まりあほりっく三重苦〜出崎が古いとか言う奴は何もわかっちゃいない

「時間がないんだ」 by宗方コーチ


さて、作画・演出情報誌とかした季刊エス新房昭之
まりあほりっくの映像面での目標は、絶望先生に引き続き、出崎統だ、と
言っていましたね。


「三回パンとかじゃなくてそういうのじゃなくて、『俺出崎』」


だそうです。
ここらへんが、GENJI一辺倒だった今期で、
わざわざ、まりあほりっくで一つ記事を作ってしまった所以でしょう。


しかし、まりあほりっくは「俺出崎」度がいまいち中途半端になってしまったと
少なくとも俺は思う。
まりあほりっくが「俺出崎アニメ」になるには3つの苦難があった。


1、同時期にGENJIがやっていた


これはでかい。だってオリジナルがやってるからね。
どうしたって見比べてしまう。
出崎がやるから必ずしも「出崎度」が100点なわけでもない。
あしたのジョーでも出崎コンテとそれ以外では出来が違うとは新房の同インタビュー。
ここらへんはグダさんに『あしたのジョーの富野コンテ』についてもゆくゆくは語ってもらいたい)
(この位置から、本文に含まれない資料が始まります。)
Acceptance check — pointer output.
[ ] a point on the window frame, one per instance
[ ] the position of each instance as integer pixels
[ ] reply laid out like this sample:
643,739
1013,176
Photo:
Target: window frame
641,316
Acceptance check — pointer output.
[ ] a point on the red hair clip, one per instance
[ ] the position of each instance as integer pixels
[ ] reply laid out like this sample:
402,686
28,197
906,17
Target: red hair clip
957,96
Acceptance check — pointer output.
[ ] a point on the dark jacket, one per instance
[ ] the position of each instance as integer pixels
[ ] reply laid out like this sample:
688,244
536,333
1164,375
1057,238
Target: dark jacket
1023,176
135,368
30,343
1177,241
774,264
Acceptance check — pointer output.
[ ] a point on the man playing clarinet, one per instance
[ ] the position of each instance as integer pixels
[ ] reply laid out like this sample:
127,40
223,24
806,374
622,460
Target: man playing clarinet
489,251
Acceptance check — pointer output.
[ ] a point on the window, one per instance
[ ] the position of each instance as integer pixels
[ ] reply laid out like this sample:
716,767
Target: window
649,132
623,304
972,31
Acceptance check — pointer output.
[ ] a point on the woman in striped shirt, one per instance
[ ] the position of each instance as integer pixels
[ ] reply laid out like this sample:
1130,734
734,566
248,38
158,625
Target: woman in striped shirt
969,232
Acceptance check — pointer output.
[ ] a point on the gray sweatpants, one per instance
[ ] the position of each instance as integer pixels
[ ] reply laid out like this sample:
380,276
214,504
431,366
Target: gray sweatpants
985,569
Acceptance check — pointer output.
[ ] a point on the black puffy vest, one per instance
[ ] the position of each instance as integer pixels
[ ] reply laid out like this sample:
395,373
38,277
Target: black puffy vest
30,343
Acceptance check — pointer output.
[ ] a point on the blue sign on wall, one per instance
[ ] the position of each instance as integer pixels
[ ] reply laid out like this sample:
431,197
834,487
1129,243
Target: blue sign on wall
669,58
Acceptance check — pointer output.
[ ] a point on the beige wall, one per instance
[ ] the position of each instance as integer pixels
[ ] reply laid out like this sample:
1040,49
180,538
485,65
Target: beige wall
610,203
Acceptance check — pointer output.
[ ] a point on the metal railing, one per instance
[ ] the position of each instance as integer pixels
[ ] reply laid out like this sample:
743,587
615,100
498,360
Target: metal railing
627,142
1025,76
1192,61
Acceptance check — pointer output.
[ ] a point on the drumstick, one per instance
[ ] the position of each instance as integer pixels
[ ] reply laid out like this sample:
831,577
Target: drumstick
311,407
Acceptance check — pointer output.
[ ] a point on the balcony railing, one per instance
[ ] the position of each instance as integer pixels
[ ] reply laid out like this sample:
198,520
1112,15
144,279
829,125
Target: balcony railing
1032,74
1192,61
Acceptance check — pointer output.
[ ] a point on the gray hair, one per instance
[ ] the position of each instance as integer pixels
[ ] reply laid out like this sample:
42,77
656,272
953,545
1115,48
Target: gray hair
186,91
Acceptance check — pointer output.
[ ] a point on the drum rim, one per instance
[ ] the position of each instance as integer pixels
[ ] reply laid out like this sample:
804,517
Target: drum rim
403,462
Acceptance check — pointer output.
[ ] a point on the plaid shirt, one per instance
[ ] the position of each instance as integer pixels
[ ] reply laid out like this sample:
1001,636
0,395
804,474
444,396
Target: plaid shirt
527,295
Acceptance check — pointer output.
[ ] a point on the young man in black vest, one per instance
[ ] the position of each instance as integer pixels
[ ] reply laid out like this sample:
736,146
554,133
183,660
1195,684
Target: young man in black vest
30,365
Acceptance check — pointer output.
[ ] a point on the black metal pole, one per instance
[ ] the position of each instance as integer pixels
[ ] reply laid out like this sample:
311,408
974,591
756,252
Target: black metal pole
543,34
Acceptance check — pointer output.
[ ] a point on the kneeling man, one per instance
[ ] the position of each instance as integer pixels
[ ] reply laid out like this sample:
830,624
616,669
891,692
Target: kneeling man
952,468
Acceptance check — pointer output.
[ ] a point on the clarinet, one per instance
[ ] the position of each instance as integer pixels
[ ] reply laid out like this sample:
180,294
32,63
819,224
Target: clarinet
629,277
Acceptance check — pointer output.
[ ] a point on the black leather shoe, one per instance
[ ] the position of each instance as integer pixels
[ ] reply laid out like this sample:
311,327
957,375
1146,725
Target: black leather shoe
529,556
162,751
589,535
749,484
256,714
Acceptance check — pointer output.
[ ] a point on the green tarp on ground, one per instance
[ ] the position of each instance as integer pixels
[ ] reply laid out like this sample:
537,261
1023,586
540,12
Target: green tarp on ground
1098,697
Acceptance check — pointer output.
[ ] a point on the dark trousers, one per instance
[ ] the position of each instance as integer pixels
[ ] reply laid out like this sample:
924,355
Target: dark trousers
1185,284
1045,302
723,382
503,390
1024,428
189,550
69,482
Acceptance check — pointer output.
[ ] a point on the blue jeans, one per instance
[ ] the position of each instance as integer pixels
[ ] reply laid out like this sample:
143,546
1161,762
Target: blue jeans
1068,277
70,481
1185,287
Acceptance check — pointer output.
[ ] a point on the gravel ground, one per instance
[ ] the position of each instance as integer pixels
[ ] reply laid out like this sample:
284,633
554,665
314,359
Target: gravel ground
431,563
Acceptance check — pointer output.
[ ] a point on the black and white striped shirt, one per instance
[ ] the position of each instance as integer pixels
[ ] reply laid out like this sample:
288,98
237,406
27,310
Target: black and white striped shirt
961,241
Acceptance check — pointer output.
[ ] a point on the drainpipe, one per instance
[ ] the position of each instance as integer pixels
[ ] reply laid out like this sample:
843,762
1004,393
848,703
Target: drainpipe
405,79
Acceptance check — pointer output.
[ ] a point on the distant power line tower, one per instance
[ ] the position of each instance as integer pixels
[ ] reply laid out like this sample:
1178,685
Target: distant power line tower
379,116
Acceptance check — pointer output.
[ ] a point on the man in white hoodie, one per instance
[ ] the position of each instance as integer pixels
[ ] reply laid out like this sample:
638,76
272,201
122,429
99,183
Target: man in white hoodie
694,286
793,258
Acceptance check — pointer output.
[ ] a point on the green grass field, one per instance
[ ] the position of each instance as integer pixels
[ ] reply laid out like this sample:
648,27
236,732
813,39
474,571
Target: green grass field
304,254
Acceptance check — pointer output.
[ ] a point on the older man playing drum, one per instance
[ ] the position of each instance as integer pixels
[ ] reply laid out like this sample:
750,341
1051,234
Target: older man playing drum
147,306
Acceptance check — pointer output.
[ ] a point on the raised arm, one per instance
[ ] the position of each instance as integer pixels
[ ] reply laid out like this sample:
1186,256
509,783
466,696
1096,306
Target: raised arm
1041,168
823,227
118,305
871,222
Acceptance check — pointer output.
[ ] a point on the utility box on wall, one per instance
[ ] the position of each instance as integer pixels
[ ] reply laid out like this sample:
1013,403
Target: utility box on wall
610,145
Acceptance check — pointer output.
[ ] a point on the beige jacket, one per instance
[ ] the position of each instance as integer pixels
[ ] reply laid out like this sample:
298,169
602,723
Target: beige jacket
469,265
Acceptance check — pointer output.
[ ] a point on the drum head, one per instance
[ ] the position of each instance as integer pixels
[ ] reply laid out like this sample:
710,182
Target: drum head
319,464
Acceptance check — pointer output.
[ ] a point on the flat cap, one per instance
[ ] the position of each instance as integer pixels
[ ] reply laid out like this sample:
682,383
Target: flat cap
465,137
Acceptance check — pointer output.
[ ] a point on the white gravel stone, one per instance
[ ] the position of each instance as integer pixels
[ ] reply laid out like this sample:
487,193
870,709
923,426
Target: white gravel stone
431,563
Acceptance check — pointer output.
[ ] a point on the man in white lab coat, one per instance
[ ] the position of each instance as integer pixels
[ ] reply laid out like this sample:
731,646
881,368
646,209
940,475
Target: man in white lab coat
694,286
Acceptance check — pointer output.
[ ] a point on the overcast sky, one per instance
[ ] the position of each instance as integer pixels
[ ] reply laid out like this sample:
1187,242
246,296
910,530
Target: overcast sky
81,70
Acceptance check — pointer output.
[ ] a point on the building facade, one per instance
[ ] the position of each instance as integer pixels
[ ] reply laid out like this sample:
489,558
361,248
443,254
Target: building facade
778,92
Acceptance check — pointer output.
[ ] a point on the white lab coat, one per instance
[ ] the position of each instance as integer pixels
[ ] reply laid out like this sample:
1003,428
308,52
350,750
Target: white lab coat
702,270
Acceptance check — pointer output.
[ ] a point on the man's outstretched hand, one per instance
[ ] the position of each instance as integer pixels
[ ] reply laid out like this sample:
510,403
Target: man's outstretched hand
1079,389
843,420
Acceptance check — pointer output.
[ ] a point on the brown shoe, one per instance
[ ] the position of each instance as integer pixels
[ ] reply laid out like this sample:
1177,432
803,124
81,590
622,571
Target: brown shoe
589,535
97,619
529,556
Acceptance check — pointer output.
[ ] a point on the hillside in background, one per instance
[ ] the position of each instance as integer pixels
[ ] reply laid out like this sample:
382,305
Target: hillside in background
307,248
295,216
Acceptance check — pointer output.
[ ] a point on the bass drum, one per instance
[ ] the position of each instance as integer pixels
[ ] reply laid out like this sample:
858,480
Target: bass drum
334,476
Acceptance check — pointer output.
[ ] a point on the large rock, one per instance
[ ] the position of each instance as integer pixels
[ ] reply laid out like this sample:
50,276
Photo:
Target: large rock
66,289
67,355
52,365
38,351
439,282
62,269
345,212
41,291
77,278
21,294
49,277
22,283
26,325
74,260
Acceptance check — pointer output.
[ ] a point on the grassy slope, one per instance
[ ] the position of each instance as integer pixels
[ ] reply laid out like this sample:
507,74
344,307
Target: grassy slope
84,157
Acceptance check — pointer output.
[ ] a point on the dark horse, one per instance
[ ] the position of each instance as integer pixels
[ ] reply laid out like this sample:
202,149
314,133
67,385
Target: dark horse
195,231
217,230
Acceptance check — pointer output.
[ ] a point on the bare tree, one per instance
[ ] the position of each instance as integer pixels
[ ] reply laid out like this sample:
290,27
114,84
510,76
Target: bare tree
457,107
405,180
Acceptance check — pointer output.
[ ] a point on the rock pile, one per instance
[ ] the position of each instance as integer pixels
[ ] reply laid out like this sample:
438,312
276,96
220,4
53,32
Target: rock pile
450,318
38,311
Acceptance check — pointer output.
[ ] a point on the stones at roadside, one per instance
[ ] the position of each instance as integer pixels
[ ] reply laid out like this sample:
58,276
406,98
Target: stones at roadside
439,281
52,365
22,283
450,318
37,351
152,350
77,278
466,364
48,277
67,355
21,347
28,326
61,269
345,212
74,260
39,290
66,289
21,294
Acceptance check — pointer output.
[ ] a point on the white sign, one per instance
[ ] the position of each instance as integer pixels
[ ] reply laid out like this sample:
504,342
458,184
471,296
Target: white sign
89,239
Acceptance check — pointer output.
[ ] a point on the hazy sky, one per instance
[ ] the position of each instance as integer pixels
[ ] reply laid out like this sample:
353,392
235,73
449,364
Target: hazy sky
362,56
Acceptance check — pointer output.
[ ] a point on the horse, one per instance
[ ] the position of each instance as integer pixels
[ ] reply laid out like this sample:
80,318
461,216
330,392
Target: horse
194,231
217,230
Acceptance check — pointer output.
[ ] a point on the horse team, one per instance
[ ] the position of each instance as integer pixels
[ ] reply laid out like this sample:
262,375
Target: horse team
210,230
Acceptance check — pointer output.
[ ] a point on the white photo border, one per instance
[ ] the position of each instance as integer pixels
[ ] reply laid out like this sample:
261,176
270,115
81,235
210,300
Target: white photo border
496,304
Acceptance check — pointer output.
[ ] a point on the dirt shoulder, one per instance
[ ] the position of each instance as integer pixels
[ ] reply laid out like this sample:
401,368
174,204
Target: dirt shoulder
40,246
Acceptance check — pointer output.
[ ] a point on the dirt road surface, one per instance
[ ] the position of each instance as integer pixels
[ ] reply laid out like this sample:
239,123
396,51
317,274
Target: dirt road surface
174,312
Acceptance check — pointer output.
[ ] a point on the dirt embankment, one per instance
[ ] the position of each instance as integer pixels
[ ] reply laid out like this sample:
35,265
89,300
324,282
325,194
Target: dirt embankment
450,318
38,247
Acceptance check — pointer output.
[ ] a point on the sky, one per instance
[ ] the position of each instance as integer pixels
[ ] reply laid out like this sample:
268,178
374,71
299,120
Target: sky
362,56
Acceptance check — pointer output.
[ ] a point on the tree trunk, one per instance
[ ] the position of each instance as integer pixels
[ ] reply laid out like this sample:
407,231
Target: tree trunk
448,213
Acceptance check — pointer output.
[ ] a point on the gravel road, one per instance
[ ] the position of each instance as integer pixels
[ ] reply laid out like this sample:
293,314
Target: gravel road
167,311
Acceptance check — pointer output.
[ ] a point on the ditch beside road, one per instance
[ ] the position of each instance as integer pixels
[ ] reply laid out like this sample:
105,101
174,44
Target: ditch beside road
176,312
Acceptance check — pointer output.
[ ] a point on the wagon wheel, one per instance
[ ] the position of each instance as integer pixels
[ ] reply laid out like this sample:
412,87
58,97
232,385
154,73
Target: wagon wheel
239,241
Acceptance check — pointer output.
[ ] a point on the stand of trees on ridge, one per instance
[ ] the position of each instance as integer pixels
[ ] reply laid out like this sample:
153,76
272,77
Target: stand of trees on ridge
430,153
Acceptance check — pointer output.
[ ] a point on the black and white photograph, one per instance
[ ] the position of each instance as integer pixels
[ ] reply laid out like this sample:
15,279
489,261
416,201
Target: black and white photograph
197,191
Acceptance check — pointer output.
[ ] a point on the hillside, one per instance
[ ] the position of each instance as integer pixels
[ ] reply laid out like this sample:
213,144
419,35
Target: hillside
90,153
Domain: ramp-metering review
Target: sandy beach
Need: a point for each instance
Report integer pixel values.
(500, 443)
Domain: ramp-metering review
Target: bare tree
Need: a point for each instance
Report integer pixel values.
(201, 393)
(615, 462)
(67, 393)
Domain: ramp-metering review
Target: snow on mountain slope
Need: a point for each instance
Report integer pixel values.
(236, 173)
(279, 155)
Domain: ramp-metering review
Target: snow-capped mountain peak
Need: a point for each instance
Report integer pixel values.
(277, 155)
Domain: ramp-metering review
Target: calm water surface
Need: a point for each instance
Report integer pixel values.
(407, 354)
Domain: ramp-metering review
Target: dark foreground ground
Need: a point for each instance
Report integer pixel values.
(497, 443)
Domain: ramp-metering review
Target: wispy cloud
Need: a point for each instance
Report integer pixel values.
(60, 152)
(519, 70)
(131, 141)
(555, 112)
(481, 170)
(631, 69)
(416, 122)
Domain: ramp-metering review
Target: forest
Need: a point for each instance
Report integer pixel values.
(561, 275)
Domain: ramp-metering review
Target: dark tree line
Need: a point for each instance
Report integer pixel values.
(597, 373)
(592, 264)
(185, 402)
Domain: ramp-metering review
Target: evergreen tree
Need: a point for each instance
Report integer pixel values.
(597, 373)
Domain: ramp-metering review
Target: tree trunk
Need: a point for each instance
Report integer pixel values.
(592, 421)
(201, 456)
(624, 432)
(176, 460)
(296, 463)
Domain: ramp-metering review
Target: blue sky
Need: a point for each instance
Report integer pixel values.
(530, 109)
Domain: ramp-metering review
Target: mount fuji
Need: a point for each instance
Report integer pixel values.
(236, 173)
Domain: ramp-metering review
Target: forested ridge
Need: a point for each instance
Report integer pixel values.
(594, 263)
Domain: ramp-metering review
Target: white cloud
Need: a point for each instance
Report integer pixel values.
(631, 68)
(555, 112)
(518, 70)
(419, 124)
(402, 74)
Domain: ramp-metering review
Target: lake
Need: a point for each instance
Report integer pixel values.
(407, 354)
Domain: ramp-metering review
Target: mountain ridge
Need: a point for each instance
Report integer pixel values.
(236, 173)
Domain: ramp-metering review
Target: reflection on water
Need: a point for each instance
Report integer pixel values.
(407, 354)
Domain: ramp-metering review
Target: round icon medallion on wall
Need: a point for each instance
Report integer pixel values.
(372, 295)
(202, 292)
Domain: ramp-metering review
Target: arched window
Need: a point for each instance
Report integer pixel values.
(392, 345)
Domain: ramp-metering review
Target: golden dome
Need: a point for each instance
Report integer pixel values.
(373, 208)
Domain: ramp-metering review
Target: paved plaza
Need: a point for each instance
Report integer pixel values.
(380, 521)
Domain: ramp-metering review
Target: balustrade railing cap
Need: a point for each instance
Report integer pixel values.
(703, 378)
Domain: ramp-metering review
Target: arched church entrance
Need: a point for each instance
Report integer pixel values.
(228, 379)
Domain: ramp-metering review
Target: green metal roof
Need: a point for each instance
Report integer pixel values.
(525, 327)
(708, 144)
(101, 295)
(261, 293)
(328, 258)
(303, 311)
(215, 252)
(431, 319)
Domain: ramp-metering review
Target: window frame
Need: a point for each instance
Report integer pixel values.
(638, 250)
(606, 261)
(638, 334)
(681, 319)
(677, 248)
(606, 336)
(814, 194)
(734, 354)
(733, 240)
だが、ことGENJIに限っては出崎全話コンテ・杉野作画(アニメーションノートに載ってた総作監修正が凄まじかった)
も手伝って、00年代ではもっとも出崎度の高い作品だった。
これを相手に「俺出崎」をやる新房の心情は悲喜交々といったところだったのではないだろうか。


2、原作の出崎度の低さ


原作は出崎度が低い。(絶望先生はああみえて出崎度が相当高い)
これは感性の違いなので良い悪いではないが、
「出崎度」に関してはレベルが低いといわざるおえない。
それはすでに記事で触れた事(稲森さん絡み)だったり、
イジメ関連の話題であったり、ケンリュウ様であったり、頭の中将神父であったり。


この作品・原作者に配慮しつつ「俺出崎」をやるというのが、新房の挑戦だったのかもしれないが、
その壁は高かった。


3、スタッフの「出崎」認識の低さ


これは季刊エスでの新房のコメント受けての事だが、
出崎統」を周りのスタッフが分かってくれないという。
それは仕方がないだろう。
某演出家も出崎には詳しくないというし、
板垣伸によるとテレコムのベテランアニメーターの出崎認識でさえも
「透過光・ハーモニー・三回パン」というレベルがほとんどだと言う。
これで『俺出崎』をやろうとしても、
それこそ新房自身で全話絵コンテ切るくらいでないと厳しいだろう。


まりほりが色々と惹かれるところがありながらもしっくり来なかった事を一言でまとめれば
「出崎度が以前の新房作品と比べても低かった」
これに尽きるだろう


・「出崎統は古い」と言い、「新房シャフトは新しい」と言う矛盾


結局のところ、こういう事を言う奴は
初音ミクが出てくるアニメが新しいアニメ』とか言ってる奴よりアニメ理解度が低い。
出崎信者で某機動武道伝でさえ出崎演出やってた西村純二の「true tears」を
「新しいアニメの文法」と言ってみたり、
こういうレベルのやつが平然とアニメに携わったり、
「アニメ評論」を仕事にしようと言うんだから、
そりゃ視聴者が育つわけがない。


結果「古いアニメ」もろくに見たことない奴が


『透過光・ハーモニー・三回パンは古くからある演出技法』
出崎統は透過光・ハーモニー・三回パンを使う』
『だから出崎演出は古い』


という、めちゃくちゃな論理を吹き込まれてアニメを見て、GENJIはギャグとか言う。
そんな見方でアニメを見てたら内容(ストーリーという意味ではなくアニメ自体の)が入ってくるわけがない。
内容が入ってこないんだから
「ちょっとした名前のミスとかなんとかで鬼の首でも取ったように非難する」
のも仕方がない。


以下中二病全開な小説から引用


「どこかずっと遠くに、下品な島があるんです。名前はありません。名前を付けるほどの島でもないからです。
とても下品な形をした下品な島なんです。そこには下品なかたちをした椰子(ヤシ)がはえています。
そしてその椰子の木は下品な匂いのする椰子の実をつけるんです。でもそこには下品な猿が住んでいて、
その下品な匂いのする椰子の実を好んで食べます。そして下品なクソをするんです。
そのクソが地面に落ちて、下品な土壌を育て、その土壌に生えた下品な椰子の木をもっと下品にするんです。
そういう循環なんですね。」


「僕の言いたいことはこういうことなんです。ある種の下品さは、ある種の淀み(よどみ)は、ある種の暗部は、それ自体の力で、それ自体のサイクルでどんどん増殖していく。そしてあるポイントを過ぎると、それを止めることは誰にもできなくなってしまう。たとえ当事者が止めたいと思ってもです。」